Der Wipfelstecher: Es gibt ihn, es gibt ihn nicht, ...

Im zweiten Absatz des Jakob-Zitats oben versucht er den Eindruck zu erwecken, der "Wipfelstecher" sei ein Phantominsekt, das noch nicht einmal Insektenforschern bekannt ist. Vermutlich soll dadurch der falsche Eindruck gefestigt werden, "die Telecom" und nicht er habe den Baumschädling frei erfunden.
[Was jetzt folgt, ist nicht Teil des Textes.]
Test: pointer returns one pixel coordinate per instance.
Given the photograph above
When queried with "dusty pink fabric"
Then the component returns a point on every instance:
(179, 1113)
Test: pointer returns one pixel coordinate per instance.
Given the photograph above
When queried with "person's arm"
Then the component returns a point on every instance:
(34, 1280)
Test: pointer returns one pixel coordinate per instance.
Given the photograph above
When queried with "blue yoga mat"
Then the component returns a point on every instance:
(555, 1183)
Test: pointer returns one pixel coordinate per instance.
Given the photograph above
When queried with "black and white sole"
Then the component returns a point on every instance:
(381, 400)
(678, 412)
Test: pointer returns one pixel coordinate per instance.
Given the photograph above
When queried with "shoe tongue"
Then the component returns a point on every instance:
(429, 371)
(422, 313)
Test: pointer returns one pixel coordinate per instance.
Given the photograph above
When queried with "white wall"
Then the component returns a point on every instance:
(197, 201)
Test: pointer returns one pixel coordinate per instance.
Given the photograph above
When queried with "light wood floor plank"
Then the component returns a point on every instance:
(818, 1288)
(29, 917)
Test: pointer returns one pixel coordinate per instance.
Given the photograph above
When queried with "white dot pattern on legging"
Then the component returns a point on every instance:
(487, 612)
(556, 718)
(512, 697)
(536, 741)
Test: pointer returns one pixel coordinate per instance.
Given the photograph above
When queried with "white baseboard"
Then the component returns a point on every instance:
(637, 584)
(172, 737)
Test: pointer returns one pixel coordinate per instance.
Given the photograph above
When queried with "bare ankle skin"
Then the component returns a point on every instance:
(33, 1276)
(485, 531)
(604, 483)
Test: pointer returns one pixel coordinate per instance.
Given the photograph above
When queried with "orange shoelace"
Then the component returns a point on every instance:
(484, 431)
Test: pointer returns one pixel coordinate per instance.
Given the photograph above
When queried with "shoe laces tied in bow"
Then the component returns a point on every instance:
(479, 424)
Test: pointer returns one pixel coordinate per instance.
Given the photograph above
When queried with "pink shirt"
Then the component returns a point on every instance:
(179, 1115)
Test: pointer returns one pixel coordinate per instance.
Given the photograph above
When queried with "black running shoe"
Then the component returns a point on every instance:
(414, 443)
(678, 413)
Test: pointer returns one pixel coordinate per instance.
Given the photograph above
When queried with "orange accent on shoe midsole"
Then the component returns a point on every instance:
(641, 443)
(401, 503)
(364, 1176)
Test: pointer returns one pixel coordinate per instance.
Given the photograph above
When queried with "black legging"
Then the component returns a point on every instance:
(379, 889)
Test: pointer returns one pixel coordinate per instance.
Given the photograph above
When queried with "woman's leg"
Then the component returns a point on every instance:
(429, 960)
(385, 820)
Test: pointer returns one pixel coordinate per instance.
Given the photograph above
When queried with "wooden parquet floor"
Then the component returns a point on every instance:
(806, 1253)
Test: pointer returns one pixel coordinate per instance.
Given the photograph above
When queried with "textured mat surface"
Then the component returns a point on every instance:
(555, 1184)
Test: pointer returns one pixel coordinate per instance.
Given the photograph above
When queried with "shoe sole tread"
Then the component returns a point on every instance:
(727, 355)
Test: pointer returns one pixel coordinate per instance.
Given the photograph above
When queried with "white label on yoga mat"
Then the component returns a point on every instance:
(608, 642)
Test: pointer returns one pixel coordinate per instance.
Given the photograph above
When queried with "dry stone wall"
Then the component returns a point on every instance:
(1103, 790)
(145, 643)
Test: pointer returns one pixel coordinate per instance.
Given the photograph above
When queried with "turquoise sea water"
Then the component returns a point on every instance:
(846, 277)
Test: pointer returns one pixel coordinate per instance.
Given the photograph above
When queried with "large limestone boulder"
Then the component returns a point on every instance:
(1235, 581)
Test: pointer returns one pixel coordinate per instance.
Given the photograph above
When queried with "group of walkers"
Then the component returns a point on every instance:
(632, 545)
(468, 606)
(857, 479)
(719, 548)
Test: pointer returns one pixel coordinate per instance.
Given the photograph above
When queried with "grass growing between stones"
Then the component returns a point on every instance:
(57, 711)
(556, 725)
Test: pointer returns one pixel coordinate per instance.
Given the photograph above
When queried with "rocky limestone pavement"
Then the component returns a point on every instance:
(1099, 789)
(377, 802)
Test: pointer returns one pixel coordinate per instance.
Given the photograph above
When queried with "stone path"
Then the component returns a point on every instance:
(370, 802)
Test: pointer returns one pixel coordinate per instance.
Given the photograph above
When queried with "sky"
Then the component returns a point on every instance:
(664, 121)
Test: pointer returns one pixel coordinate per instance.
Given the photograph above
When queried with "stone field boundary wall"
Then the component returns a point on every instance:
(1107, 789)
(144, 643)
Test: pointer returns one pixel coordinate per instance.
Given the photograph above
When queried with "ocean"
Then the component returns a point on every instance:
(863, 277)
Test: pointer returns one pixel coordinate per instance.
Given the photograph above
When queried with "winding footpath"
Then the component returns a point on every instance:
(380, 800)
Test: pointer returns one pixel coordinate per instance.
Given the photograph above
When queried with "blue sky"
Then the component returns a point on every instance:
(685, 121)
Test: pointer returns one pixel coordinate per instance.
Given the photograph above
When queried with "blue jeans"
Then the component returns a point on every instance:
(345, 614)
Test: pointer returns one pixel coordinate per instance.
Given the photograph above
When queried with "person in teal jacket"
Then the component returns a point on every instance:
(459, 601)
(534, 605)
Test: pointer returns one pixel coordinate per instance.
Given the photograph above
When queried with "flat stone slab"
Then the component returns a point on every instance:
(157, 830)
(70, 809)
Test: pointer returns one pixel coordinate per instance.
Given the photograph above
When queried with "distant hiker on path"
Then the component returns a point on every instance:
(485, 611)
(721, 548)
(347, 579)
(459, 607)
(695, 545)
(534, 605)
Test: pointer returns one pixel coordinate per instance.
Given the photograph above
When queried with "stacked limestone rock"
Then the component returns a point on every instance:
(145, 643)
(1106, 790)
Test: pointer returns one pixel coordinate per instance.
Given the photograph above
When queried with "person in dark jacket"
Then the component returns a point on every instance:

Dummerweise ist der "Wipfelstecher" jedoch keine pure Erfindung, denn die Existenz dieses Baumschädlings ist belegt. Und zwar wunderbar passend zu Märchenonkel Jakob ausgerechnet von den Gebrüdern Grimm, die nicht nur Märchen gesammelt haben, sondern 1854 auch das Deutsche Wörterbuch herausgaben. Und darin heißt es klipp & klar:

wipfelstecher, m., vgl. wipfelbeiszer: sie (die baumschädlinge) werden sonst auch wipfelstecher oder lisetten genennet allg. haush.-lex. (1749) 3, 746. —

Etwas ausführlicher ist der Eintrag zum "Wipfelbeiszer":

wipfelbeiszer, m., name eines baumschädlings, vgl. 1DWb wipfelstecher, zu wipfel 1 a α γγ: wipfelbeiszer ist ein kleines ungeziefer, welches nicht nur die wipfel der junggewachsenen zweiglein abbeiszet, sondern auch die junggepfropften und oculirten hochstämmigen bäume beschädigt allgem. haush.-lex. (1749) 3, 746. —

Womit die Existenz des Baumschädlings "Wipfelstecher" zweifelsfrei belegt ist. Dem Wörterbuch zufolge handelt es sich dabei nicht um die Bezeichnung eines bestimmten Insekts, sondern um die Bezeichnung einer Gattung oder Familie. Und anscheinend ist mit "Wipfel" etwas anderes gemeint als der Hauptwipfel eines Baumes. Und die alternative Bezeichnung "Lisetten" könnte als Hinweis betrachtet werden, dass es sich um saugende Insekten handelt, die keine Löcher ins Holz bohren, um dort Eier abzulegen.

Fazit

Schaut man nur ein klein wenig genauer hin, zerplatzt auch diese Schauergeschichte von Jakob, wie alle seine anderen, wie eine Seifenblase. Deshalb gilt nach wie vor die Merkregel: Glaube keinem organisierten Mobilfunkgegner ungeprüft auch nur ein Wort. Wünscht dir einer z.B. einen guten Morgen, erwidere den Gruß erst nach einem Kontrollblick auf die Uhr. Denn es könnte längst Abend sein :-).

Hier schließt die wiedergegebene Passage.